Foi também durante esses dias que ela formulou suas queixas a respeito de lacunas na memória, “em especial quanto aos fatos mais importantes” |ver em [1]|, donde concluí que o trabalho que eu executara dois anos antes tinha sido inteiramente eficaz e duradouro. - Um dia, ela passeava comigo por uma avenida que se estendia da casa até uma enseada no mar e me arrisquei a perguntar se o caminho costumava ficar infestado de sapos. Como resposta, ela me lançou um olhar de censura, embora não acompanhado de sinais de horror; ampliou isso um momento depois, com as palavras “mas os daqui são reais”. Durante a hipnose, que induzi para lidar com sua inibição a respeito dos trens, ela própria pareceu insatisfeita com as respostas que me deu e externou o temor de que, no futuro, era provável que fosse menos obediente sob hipnose do que antes. Decidi-me a convencê-la do contrário. Escrevi algumas palavras num pedaço de papel, entreguei-o a ela e disse: “No almoço de hoje a senhora me servirá um copo de vinho tinto, da mesma forma que ontem. Quando eu levar o copo aos lábios, a senhora dirá: ‘Oh, por favor, sirva-me também um copo de vinho’, e quando eu estender a mão para apanhar a garrafa, dirá: ‘Não, obrigada; afinal, acho que não vou querer’. A senhora então porá a mão em sua bolsa, retirará dela um pedaço de papel e encontrará essas mesmas palavras escritas nele”. Isso foi pela manhã. Algumas horas depois, o pequeno episódio ocorreu exatamente como eu o havia predisposto, e de maneira tão natural que nenhuma das muitas pessoas presentes notou qualquer coisa. Quando me pediu o vinho, ela revelou visíveis sinais de uma luta interna - pois nunca bebia vinho - e depois de haver recusado a bebida com evidente alívio, pôs a mão na bolsa e retirou o pedaço de papel em que figuravam as últimas palavras que havia pronunciado. Balançou a cabeça e olhou-me com assombro.

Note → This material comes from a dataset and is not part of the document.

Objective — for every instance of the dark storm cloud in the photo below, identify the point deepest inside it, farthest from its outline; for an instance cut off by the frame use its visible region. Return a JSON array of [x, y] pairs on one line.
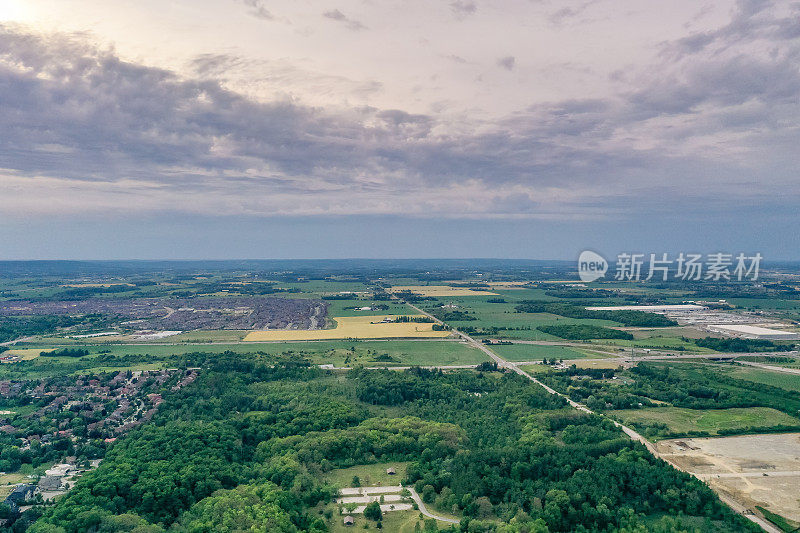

Após minha visita em maio de 1890, minhas notícias da Sra. von N.foram ficando cada vez mais escassas. Soube indiretamente que o estado deplorável da filha, que lhe causava todas as espécies de aflições e agitações, acabou por minar-lhe a saúde. Por fim, no verão de 1893, recebi dela um bilhete pedindo-me permissão para ser hipnotizada por outro médico, visto que voltara a ficar doente e não podia vir a Viena. A princípio, não compreendi por que minha permissão era necessária, até me recordar que, em 1890, por sua própria solicitação, eu a havia protegido de ser hipnotizada por qualquer outra pessoa, para que não houvesse nenhum risco de ela ficar aflita ao se colocar sob o controle de algum médico que lhe fosse antipático, tal como acontecera em -berg (-tal, -wald). Por conseguinte, renunciei por escrito a minha prerrogativa exclusiva.